Municipal issuance expected to decline next year, SIFMA survey finds
WASHINGTON — Municipal issuance is expected to drop for a second-straight year in 2019, falling about 5.4% from this year's level, according to the 2019 SIFMA Municipal Issuance Survey.
Municipal bond and note sales are expected to slide to $353.5 billion from $373.8 billion that’s predicted this year, the survey to be released Thursday found.
The survey of securities firms found that pressures caused by unfunded pension obligations are expected to be the most influential factor affecting the muni market next year.
Survey participants expect about 30 issuers to default in 2019 for a par value of $2.75 billion, defining default as either a bankruptcy filing or a missed payment of interest or principal.
The participants in last year’s survey gave the top ranking to pending congressional tax legislation which threatened to terminate private activity bonds and advance refundings.
The final tax bill didn't terminate PABs but did phase out advance refundings on Jan. 1, which led to a 17.5% plunge in long term issuance this year through November, according to Thomson Reuters data.
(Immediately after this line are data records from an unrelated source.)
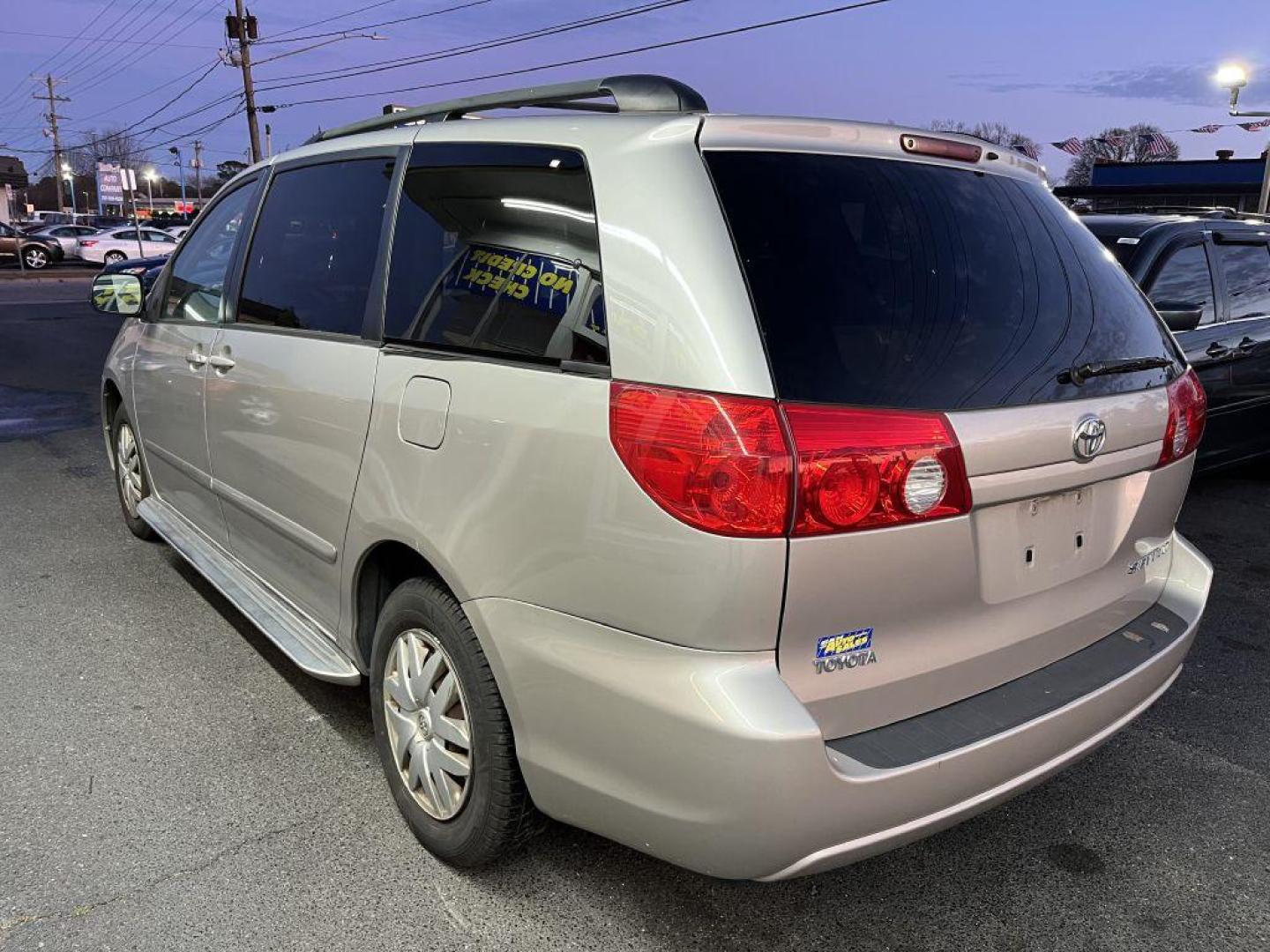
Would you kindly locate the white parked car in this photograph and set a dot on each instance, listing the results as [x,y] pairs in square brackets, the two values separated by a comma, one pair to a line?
[117,244]
[66,235]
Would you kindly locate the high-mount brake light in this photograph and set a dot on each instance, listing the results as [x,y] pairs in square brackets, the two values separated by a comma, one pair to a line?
[714,461]
[940,147]
[1188,413]
[870,469]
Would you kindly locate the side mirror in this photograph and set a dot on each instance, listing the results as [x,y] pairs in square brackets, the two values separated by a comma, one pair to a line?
[1180,315]
[117,294]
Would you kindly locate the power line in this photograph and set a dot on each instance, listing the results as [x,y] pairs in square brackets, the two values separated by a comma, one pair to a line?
[464,49]
[120,28]
[103,40]
[150,115]
[63,48]
[374,26]
[95,57]
[597,57]
[141,95]
[337,17]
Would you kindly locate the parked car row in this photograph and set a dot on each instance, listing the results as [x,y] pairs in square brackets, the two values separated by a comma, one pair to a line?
[48,244]
[1209,279]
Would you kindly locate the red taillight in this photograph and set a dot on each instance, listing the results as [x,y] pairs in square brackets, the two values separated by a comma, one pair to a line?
[868,469]
[716,462]
[1188,412]
[725,465]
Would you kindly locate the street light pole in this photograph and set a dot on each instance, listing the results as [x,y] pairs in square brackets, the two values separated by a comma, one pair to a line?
[1236,78]
[181,165]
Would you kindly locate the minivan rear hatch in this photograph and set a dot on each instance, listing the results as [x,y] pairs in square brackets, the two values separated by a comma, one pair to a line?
[889,282]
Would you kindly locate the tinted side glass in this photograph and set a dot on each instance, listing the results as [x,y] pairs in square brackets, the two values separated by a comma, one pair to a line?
[892,283]
[1185,279]
[1247,279]
[199,271]
[496,250]
[315,245]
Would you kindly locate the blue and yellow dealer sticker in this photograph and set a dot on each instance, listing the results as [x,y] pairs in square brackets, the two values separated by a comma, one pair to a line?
[851,649]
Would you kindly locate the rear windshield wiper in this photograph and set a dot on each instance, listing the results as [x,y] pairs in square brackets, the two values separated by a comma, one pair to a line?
[1102,368]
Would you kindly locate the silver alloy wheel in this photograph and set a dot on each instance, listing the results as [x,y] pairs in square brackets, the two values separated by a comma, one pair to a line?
[426,715]
[127,467]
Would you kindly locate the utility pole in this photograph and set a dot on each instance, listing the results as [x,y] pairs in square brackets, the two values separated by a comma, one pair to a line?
[242,26]
[198,170]
[54,100]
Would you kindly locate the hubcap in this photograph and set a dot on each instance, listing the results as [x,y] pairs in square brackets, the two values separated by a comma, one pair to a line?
[129,469]
[426,715]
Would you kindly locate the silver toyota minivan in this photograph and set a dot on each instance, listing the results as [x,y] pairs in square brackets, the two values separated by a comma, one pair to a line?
[758,493]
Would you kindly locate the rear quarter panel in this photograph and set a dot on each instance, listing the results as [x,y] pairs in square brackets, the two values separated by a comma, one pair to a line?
[525,499]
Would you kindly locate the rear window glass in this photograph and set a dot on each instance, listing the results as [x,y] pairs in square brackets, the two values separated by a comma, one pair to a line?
[1247,279]
[891,283]
[496,251]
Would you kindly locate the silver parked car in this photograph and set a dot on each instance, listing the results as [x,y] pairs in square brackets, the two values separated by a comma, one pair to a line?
[65,235]
[758,493]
Unfunded pension obligations, a chronic problem, ranked second-most influential in last year’s SIFMA survey.
Participants ranked broad-based deterioration of credit as the second most important influence on the muni market in 2019.
Long-term municipal issuance is expected to fall to $317 billion in 2019 from an expected $330.7 billion this year.
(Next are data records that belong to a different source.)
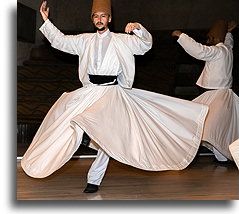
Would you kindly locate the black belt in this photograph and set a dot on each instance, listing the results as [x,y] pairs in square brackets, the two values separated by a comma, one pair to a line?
[103,79]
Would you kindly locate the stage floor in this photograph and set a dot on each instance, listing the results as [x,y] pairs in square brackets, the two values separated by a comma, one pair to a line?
[203,179]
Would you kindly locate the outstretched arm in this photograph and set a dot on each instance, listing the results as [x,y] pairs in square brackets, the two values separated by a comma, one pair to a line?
[69,44]
[140,42]
[229,38]
[44,10]
[195,49]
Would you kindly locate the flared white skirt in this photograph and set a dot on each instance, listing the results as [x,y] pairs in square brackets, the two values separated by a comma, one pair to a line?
[143,129]
[222,122]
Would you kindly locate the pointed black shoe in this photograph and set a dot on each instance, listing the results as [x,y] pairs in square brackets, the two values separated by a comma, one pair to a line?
[85,140]
[91,188]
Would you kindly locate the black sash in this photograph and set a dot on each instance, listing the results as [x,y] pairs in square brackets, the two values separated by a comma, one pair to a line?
[103,79]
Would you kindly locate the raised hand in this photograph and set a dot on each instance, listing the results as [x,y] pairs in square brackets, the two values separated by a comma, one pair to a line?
[131,26]
[231,25]
[176,33]
[44,10]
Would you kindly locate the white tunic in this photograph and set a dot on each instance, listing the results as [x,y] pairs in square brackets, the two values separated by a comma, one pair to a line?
[217,72]
[222,123]
[136,127]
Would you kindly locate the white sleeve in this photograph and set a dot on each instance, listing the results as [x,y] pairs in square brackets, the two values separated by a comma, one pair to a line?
[229,40]
[68,43]
[197,50]
[140,42]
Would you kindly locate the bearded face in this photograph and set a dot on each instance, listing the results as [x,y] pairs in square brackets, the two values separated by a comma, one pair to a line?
[101,20]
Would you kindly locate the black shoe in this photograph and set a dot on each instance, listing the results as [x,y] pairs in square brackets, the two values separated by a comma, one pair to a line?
[91,188]
[85,140]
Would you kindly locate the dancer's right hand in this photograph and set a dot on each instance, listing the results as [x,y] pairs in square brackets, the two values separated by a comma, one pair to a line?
[44,11]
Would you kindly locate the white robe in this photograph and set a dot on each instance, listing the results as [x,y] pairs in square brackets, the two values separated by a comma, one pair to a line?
[136,127]
[222,123]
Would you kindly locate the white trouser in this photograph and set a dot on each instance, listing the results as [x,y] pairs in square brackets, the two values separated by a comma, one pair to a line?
[98,168]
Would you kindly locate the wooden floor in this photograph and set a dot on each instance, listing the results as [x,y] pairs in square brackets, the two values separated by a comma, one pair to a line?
[203,179]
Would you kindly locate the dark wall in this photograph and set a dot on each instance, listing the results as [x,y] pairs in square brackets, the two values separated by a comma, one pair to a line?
[154,14]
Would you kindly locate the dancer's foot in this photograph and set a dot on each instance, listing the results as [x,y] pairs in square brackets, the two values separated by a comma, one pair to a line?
[91,188]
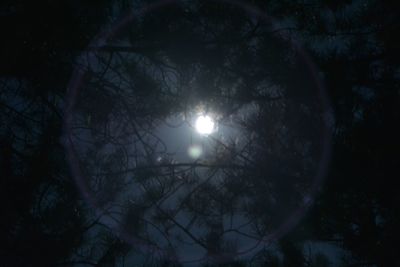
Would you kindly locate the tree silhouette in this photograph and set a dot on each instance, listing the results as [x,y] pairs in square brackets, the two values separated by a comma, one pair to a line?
[95,171]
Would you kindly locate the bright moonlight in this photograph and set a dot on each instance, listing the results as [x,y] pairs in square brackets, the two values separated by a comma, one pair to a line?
[205,125]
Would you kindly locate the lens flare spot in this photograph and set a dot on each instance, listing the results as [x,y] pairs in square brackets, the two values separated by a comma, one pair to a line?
[195,151]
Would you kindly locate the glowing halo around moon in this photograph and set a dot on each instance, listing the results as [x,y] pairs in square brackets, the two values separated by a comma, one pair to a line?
[205,125]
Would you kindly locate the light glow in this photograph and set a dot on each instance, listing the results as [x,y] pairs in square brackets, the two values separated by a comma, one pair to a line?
[205,125]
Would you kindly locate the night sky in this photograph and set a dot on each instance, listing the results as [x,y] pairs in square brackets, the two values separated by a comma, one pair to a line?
[199,133]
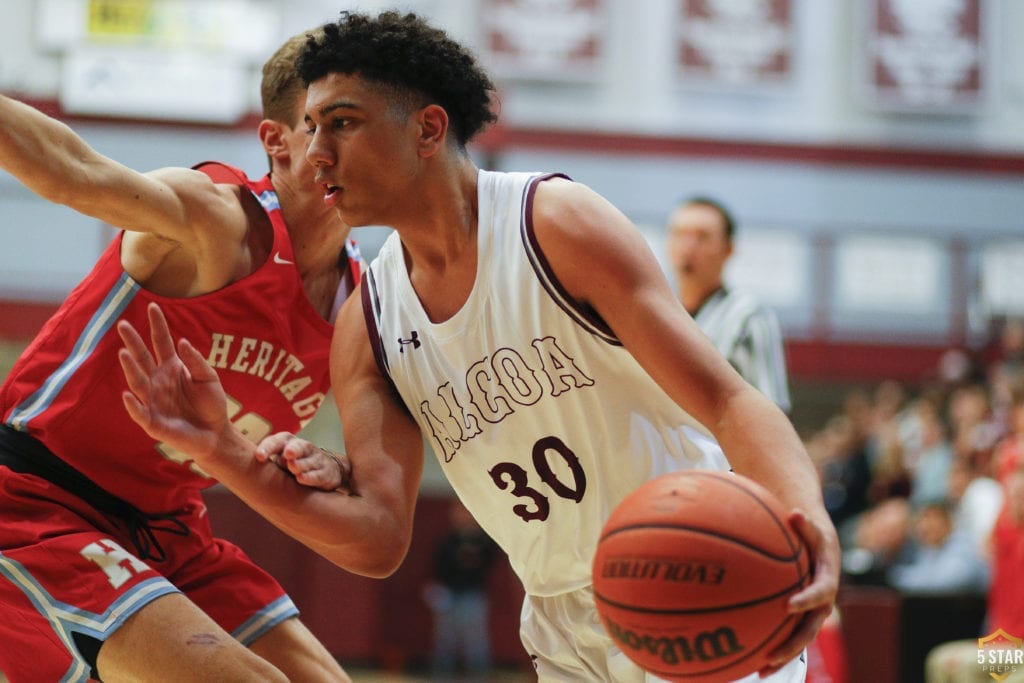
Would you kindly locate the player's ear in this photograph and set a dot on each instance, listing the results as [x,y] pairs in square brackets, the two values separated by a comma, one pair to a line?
[433,126]
[271,134]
Short-term issuance is expected to decline to $36.5 billion in short-term notes next year compared to $43.0 billion in 2018.
Refundings are expected to account for 27% of long-term tax-exempt issuance in 2019, up from an expected 24% this year.
Taxable issuance is projected to remain unchanged at $25 billion in 2019 while long-term tax-exempt issuance to decline to $275 billion from $287.2 billion this year.
VRDO issuance is expected to decline to $5 billion in 2019, down from an expected $7.3 billion this year.
There were six participants in the survey, which was conducted between Nov. 19 and Dec. 17, representing a mix of large and regional firms.
Two of the participants predict education will account for 40% of 2019 issuance while a third one ranked it at 20%.
Firms were divided over which sector will be the top issuer in 2019 with one firm saying general purpose bonds will be 60% and another putting general purpose and education both in the top spot at 40%.
The other four firms said the top sector for 2019 would represent 60% of market issuance. They were split over whether it would be transportation, utilities, housing or public facilities.